June 16, 2026 Macro and Policy
Kevin Warsh opened his first FOMC meeting as Federal Reserve Chair Tuesday, with a rate hold at 3.50%–3.75% priced at 99.4% probability on CME FedWatch. Markets are focused on his inaugural press conference and the new Summary of Economic Projections — including the dot plot — due Wednesday at 2:30 PM ET. Warsh, sworn in May 22, has signaled interest in strategic ambiguity and has hinted he may retire the dot plot itself.
The macro data backdrop was soft. May housing starts fell 15.4% to a six-year low, dramatically worse than the consensus forecast of −2.4%. Building permits slipped an additional 0.7%. Earlier in the session, the NY Empire State Manufacturing Index for June came in at 5.7, badly missing the 13.9 consensus and reversing from May's 19.6. Industrial production for May rose just 0.1%, and capacity utilization printed 76.2% against a 76.3% estimate.

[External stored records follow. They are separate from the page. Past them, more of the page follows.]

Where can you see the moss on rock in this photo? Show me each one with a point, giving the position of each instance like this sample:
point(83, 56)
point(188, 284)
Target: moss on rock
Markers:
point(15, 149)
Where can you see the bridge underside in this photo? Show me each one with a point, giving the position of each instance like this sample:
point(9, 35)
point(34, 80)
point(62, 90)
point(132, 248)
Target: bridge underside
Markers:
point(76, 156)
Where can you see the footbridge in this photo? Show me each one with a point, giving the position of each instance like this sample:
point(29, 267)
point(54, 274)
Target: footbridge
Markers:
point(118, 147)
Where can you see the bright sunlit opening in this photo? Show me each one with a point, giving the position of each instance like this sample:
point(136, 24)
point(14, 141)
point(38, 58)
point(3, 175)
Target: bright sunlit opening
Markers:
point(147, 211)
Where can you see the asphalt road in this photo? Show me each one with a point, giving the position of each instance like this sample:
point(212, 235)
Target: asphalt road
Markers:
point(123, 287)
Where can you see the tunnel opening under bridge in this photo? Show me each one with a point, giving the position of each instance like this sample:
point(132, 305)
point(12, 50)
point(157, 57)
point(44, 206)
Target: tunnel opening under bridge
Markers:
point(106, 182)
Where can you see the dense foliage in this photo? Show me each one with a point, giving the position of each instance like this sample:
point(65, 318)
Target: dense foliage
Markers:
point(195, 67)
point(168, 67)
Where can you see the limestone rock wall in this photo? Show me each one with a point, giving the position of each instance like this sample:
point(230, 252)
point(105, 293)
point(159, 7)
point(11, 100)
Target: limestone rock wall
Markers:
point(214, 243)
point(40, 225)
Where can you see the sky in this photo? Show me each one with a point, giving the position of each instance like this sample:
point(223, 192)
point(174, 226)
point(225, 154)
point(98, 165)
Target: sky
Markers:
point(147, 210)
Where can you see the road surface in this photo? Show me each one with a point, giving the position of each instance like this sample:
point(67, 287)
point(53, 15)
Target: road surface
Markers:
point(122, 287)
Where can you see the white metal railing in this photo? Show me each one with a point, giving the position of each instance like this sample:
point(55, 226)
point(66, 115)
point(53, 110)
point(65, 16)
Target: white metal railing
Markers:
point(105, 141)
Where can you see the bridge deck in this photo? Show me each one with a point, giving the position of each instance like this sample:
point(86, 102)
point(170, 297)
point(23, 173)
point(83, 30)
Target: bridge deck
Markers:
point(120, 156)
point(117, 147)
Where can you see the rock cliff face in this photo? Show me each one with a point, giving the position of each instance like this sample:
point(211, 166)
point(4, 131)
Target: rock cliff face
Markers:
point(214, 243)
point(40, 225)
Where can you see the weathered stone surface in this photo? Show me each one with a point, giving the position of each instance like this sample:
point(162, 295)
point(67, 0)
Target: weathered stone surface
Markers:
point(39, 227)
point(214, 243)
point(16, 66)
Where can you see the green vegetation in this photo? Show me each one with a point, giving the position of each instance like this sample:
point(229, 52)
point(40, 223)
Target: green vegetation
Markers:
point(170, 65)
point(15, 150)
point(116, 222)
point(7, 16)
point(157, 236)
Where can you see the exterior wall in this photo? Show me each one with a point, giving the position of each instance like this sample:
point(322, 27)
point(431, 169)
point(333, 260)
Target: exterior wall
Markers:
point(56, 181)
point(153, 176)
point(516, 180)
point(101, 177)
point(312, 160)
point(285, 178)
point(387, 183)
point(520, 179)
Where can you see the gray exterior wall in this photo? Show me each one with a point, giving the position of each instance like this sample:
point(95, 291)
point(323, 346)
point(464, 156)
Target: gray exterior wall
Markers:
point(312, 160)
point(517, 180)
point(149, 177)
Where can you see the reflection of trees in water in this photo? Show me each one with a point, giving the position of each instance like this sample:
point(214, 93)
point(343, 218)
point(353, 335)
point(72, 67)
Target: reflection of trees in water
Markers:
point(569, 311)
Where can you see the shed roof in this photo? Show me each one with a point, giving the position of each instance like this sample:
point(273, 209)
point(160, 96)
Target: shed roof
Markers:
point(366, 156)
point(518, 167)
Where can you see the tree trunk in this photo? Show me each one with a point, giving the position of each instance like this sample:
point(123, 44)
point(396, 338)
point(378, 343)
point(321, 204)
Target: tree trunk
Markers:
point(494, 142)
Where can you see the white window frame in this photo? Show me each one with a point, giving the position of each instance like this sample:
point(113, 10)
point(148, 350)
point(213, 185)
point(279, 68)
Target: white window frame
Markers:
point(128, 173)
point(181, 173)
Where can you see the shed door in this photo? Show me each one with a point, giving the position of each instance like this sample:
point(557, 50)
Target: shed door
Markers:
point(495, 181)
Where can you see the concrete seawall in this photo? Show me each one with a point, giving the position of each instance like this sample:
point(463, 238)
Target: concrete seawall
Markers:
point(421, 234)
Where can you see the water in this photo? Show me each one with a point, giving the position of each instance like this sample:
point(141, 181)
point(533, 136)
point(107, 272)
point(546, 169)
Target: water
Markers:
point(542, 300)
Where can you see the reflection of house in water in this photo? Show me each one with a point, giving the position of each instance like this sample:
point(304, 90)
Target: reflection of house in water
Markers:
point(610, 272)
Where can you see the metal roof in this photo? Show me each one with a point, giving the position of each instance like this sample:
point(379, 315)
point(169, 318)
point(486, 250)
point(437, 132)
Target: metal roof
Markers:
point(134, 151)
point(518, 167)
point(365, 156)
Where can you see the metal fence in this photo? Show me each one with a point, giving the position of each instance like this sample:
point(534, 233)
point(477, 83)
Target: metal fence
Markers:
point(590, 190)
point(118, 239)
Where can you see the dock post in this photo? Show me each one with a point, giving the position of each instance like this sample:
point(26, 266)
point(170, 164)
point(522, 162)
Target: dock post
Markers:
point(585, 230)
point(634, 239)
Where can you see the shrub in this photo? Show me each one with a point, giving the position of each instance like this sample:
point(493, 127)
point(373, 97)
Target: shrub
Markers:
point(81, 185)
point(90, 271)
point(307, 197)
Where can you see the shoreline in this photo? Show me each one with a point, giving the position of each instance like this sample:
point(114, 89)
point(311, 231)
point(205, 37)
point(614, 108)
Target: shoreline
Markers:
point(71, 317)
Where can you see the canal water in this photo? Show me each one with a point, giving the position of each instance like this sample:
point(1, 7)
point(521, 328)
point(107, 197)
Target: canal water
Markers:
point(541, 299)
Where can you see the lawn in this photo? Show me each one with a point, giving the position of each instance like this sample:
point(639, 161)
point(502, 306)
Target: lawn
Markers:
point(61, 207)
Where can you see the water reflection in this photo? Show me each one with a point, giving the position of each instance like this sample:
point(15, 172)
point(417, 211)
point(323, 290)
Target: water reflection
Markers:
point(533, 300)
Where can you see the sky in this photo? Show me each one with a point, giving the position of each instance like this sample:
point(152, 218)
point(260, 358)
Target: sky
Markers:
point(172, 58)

On the geopolitical front, US-Iran peace negotiations in Switzerland continued. A formal agreement to reopen Strait of Hormuz shipping lanes is expected by Friday, a dynamic already embedded in oil's four-day, 10%+ slide.
June 16, 2026 Earnings Highlights
Tuesday was a light reporting day, with roughly 22 names on the calendar. Two dominated the tape.
DOMO: Q1 revenue $79.4 million, −0.9% year over year, below estimates. Non-GAAP EPS loss of $0.02 beat on the bottom line, but the going-concern and active-sale disclosures made the beat irrelevant. DOMO's 35.7% drop was the stock's worst single-session move on record.
LZB (La-Z-Boy, reported after the close): Q4 adjusted EPS of $1.26 against the $0.82 FactSet consensus — a 54% beat. Revenue of $570 million was essentially flat year over year but topped the $569.23 million estimate. Adjusted operating margin hit 9.9%. LZB shares gained 17% in after-hours trading.
What to Watch Thursday, June 17, 2026
- FOMC rate decision (2:00 PM ET) and Warsh press conference (2:30 PM ET): The hold is widely expected; the surprise potential is in the dot plot and Warsh's first live communication on rate guidance, balance-sheet policy, and future meeting cadence.
- JBL (Jabil) earnings before open: Consensus is $3.10 EPS (+21.6% YoY) on $8.61 billion revenue (+9.9% YoY). As a direct AI-server supply-chain name, any guidance lift could help stabilize the battered semiconductor complex.
- KMX (CarMax) earnings: An early read on high-end consumer durables demand under elevated borrowing costs and Tuesday's housing-starts shock.
- US-Iran Strait of Hormuz agreement: Formal signing expected by Friday. Any breakdown or delay could sharply reverse crude oil's recent decline and reprice the entire energy complex.